The counter argument for homeopathy has focused on the huge dilution factors. Skeptics point out that the idea that ultra-dilution increases potency contradicts the laws of physics, chemistry, biology and just about any other legitimate science. Homeopaths respond by saying that water has a memory of the starting material, although there is no evidence for such an effect. Homeopaths also claim preparation of the dilutions are special through striking the vial in a process they call “succussion”. The physics behind succussion remains unclear.

There are many clinical studies that have looked at homeopathy. The homeopaths will select those that claim to show efficacy, science will look at all the data and conclude there is no effect. Of course, bad science can provide evidence for whatever you choose.

For my part, I don’t find the clinical studies that helpful as the fundamental premise of homeopathy is so implausible. And for my money, although the theory of increased dilution leading to increased potency is absurd, this does not deliver the homeopathic coupe de grass. There is another aspect of homeopathy that is often overlooked, the one that claims a substance that causes similar symptoms to some ailment will also be an effective cure. This is what’s known in homeopathic circles as the law of similars.

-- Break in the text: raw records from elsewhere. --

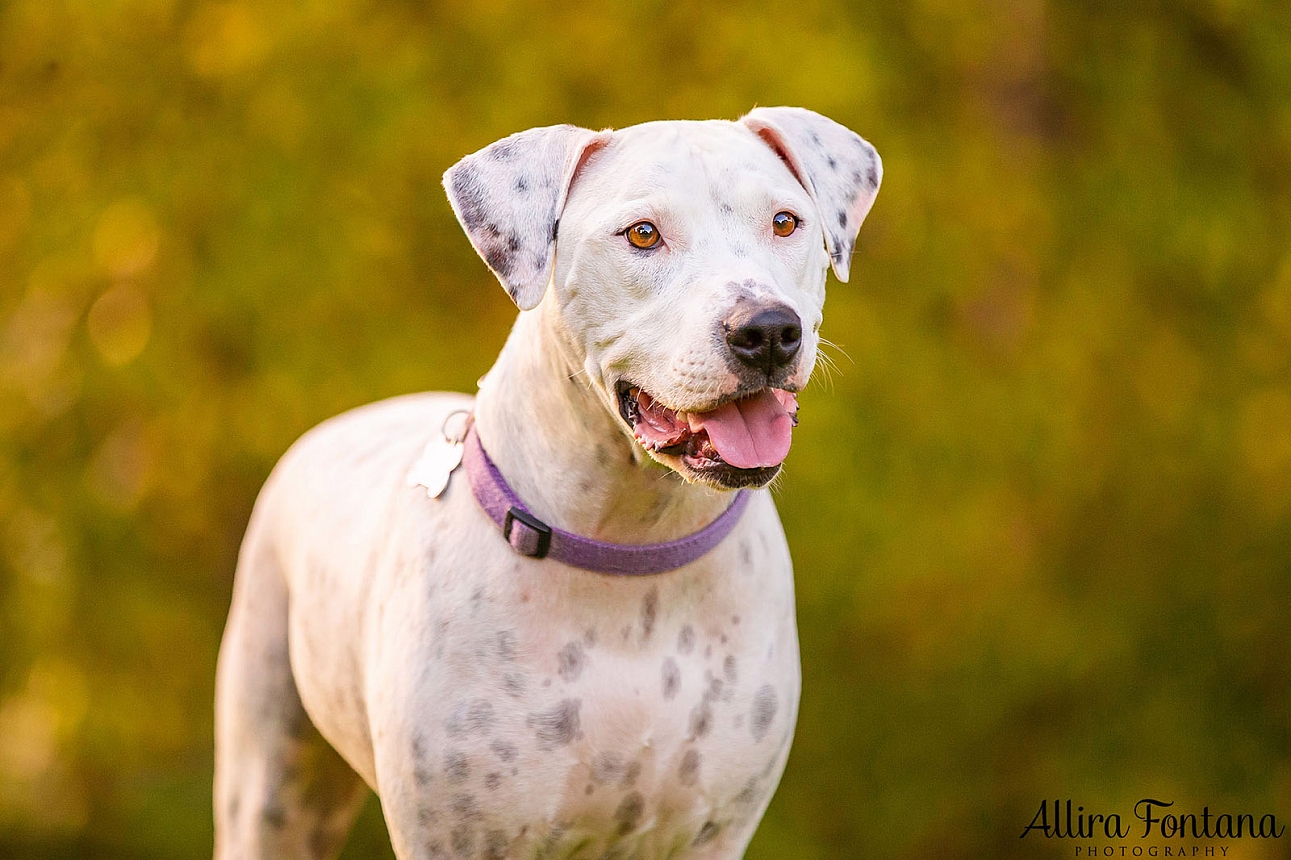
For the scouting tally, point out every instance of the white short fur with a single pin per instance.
(513, 708)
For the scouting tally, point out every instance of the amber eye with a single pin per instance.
(643, 234)
(784, 224)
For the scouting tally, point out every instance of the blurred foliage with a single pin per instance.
(1041, 515)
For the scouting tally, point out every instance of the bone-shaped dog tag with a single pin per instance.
(437, 466)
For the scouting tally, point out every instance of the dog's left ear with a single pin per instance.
(839, 169)
(509, 198)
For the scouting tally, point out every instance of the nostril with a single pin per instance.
(763, 336)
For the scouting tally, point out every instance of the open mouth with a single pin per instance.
(740, 443)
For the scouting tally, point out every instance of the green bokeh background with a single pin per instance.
(1041, 513)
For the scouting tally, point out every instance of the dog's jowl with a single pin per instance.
(557, 619)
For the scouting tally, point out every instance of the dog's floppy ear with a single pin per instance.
(839, 169)
(509, 198)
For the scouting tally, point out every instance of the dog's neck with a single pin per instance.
(563, 452)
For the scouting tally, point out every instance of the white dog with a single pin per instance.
(579, 643)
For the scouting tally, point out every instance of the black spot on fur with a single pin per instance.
(701, 718)
(686, 639)
(607, 767)
(629, 812)
(464, 839)
(671, 678)
(650, 612)
(505, 752)
(558, 726)
(495, 845)
(465, 807)
(506, 646)
(513, 683)
(274, 815)
(470, 718)
(571, 660)
(457, 767)
(706, 833)
(764, 705)
(688, 772)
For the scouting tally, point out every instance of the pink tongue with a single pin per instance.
(753, 433)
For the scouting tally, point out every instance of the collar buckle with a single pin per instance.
(532, 539)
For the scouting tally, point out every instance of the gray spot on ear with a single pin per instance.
(469, 194)
(706, 833)
(558, 726)
(764, 705)
(629, 812)
(671, 678)
(571, 660)
(688, 772)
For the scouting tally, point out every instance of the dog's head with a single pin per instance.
(687, 264)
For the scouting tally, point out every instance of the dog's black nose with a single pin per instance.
(764, 336)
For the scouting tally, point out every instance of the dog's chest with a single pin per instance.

Let’s imagine that a scientist with the combined mental acuity of Newton, Einstein and Feynman won the Nobel Prize by showing that water had a ‘memory’. Homeopathy proven, right? Well no, because it still doesn’t explain how (to use the above example) onion is an effective treatment for the common cold. Back before it was known germs caused disease, back when leeches were state-of-the-art medicine, back when people died of what we might consider minor ailments today, a teleological philosophy prevailed. Plants effective against heart disease, for example, had heart-shaped leaves. Walnuts were good for the brain because they looked like little brains. If you are not familiar with the mushroom Phallus impudicus, then Google an image and take a guess what medical condition it might be used for.

These were the origins of the law of similars based upon medieval superstitions. Samuel Hahnemann continued with those traditions and applied the law of similars when he invented homeopathy in 1796. That the shape of a plant directs a physician towards its therapeutic use is not part of modern science. Those who argue against homeopathy seem to focus on the ridiculousness of the dilution but not so much on the ridiculousness of the law of similars. I am not sure why because either one of these hypotheses invalidates homeopathy as a science but the two together are a synergistic double whammy.

Homeopaths often provide lists of credentials (sometimes rather dubious) and lists of celebrities and other famous people, including the British Royal Family, who believe in homeopathy. Some pepper their narratives with the language of science; some become indignant and fire off salvos of ad hominems at their critics; some even just make stuff up to win the argument. Not all homeopaths do this and some may genuinely believe in what they do, but none of these things makes it real, none of these things makes it science.